Even after long-term mortgage interest rates plunged to an almost 18-month low last week, there was no positive effect on the number of home purchase applications, according to the Mortgage Bankers Assocation. The rock-bottom rates did however push refinance applications higher.
Rates fell as worried investors turned to bonds, said MBA chief economist Mike Frantantoni in a statement. “Continuing concerns about weak economic growth in Europe and a few U.S. economic indicators that came in below expectations caused a flight to quality into U.S. Treasurys last week, leading to sharp drops in interest rates. Mortgage rates have fallen close to 30 basis points over the last four weeks.”
Mortgage giant Freddie Mac reported that the average interest rate on a 30-year conventional fixed rate mortgage sank to 3.97 percent, excluding fees, down from 4.12 percent the week before. That’s the first time the 30-year has averaged under 4.0 percent in more than a year.

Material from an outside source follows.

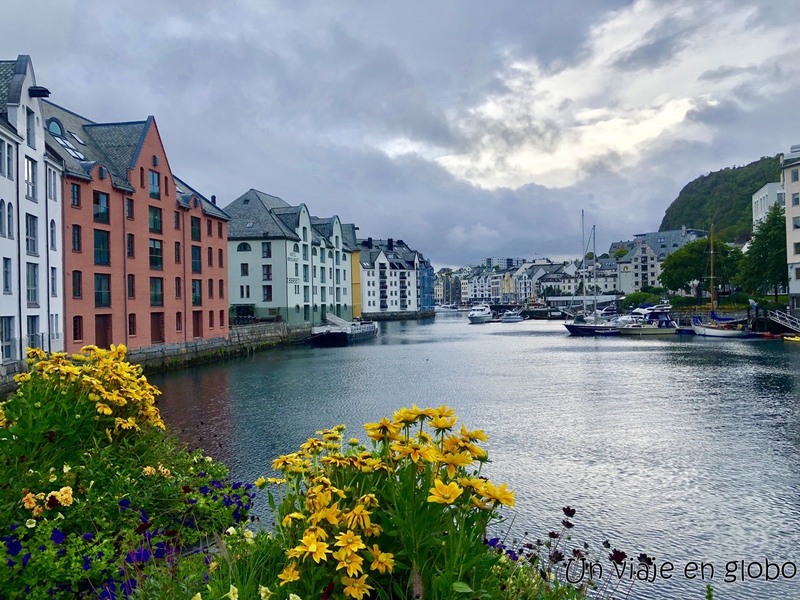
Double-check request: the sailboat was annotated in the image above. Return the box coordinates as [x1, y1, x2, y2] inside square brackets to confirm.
[691, 225, 749, 338]
[564, 217, 618, 336]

As a result, homeowners rushed to the mortgage table to cash in on those lower rates, with refinance applications skyrocketing up 23 percent in the week ended October 17, 2014. That helped the refinance share of applications move up to 65 percent of the total. The average loan balance for refinance applications also climbed to its highest point on record at $306,400. The MBA suggests that it is mostly the nation’s wealthier homeowners that are taking advantage of lower rates.

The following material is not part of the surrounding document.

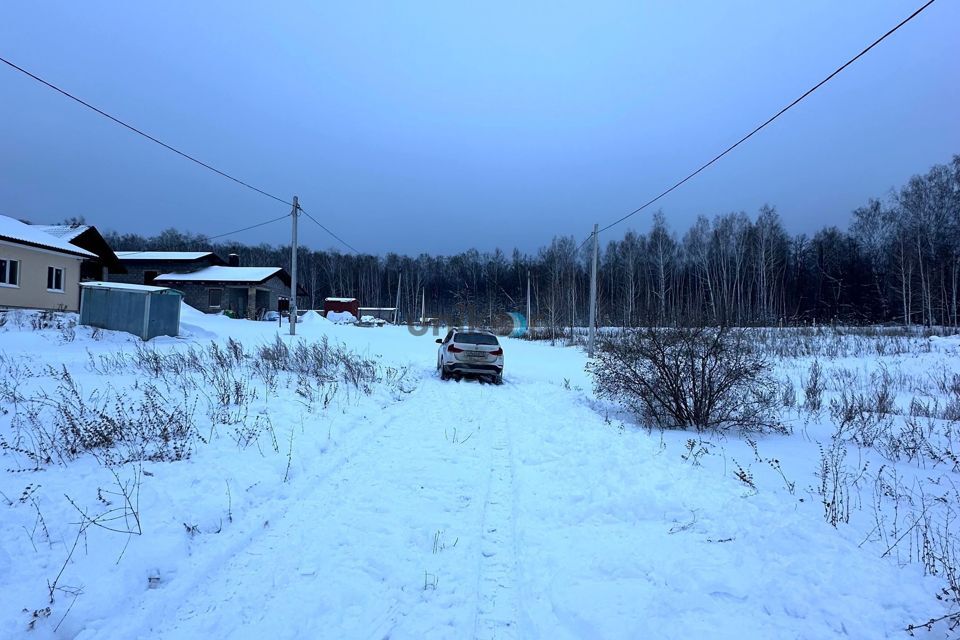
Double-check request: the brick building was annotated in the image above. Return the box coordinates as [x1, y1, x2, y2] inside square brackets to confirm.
[114, 251, 304, 319]
[154, 266, 303, 319]
[113, 251, 226, 286]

Applications for home loans to purchase a home fell however by 5 percent during the past week, showing that interest rates are certainly not the most important factor in pushing home sales back up. Inventory and credit availability for those in the lower and medium-price ranges have been the biggest limiting issues for the past few months. Finance regulators approved new mortgage regulations this week though designed to encourage more private investment in the home loan market which may help to loosen credit in the future.